6) The form allows ending treatment if certain medical criteria are clearly met according to one
or more physicians who have personally examined you. Advise your agent that while a physician
well known and trusted by you or the agent may be sufficient to make any medical
determinations involved, the agent should obtain further medical opinion if there is any question
about the physician’s competence or objectivity.
7) There are two boxes near the bottom of page 1 that allow you to specify your wishes regarding
artificial nutrition and hydration (forms of food and water administered through tubes or IV lines
for those unable to swallow well). Some feel that they are mandatory even when other life-
sustaining technological interventions are withheld or withdrawn. However, others consider the
justification of artificial food and water—like that of artificial air (provided through a ventilator)
and other life-sustaining interventions—to depend on whether they can truly enable life to
continue or they essentially add a burden to an imminent and unavoidable dying process. See the
BioBasics End of Life Decisions book, question #22.

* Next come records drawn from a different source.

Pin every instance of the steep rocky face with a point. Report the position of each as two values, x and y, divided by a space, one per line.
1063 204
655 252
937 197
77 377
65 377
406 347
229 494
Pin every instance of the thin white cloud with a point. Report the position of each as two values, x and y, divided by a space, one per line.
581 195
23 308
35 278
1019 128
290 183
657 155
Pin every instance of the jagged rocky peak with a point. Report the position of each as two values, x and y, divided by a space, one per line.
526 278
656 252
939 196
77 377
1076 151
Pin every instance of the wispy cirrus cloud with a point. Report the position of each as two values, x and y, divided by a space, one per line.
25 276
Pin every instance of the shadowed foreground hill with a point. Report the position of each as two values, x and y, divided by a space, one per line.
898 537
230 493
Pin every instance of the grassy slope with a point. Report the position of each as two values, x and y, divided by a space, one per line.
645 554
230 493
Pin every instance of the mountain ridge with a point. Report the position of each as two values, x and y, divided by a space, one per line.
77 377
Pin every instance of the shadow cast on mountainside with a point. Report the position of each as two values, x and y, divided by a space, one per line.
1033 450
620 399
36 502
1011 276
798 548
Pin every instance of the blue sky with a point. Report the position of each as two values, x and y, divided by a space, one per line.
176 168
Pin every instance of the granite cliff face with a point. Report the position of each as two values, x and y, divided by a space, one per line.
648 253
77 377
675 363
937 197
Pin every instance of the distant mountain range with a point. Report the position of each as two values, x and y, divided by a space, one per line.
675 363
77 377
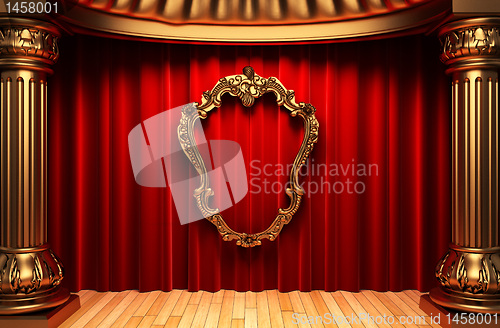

You are encouraged to add, on additional pages, anything you like concerning your faith
convictions, your personal values, and/or your health care goals in order to give your agent as
complete a picture of your priorities as possible. Your views concerning other issues covered in
the End of Life Decisions book can also be included here—such as the care you want if you
become disabled, demented, permanently unconscious, or in severe pain. Of course, some or all
of that information can be conveyed orally instead if you prefer.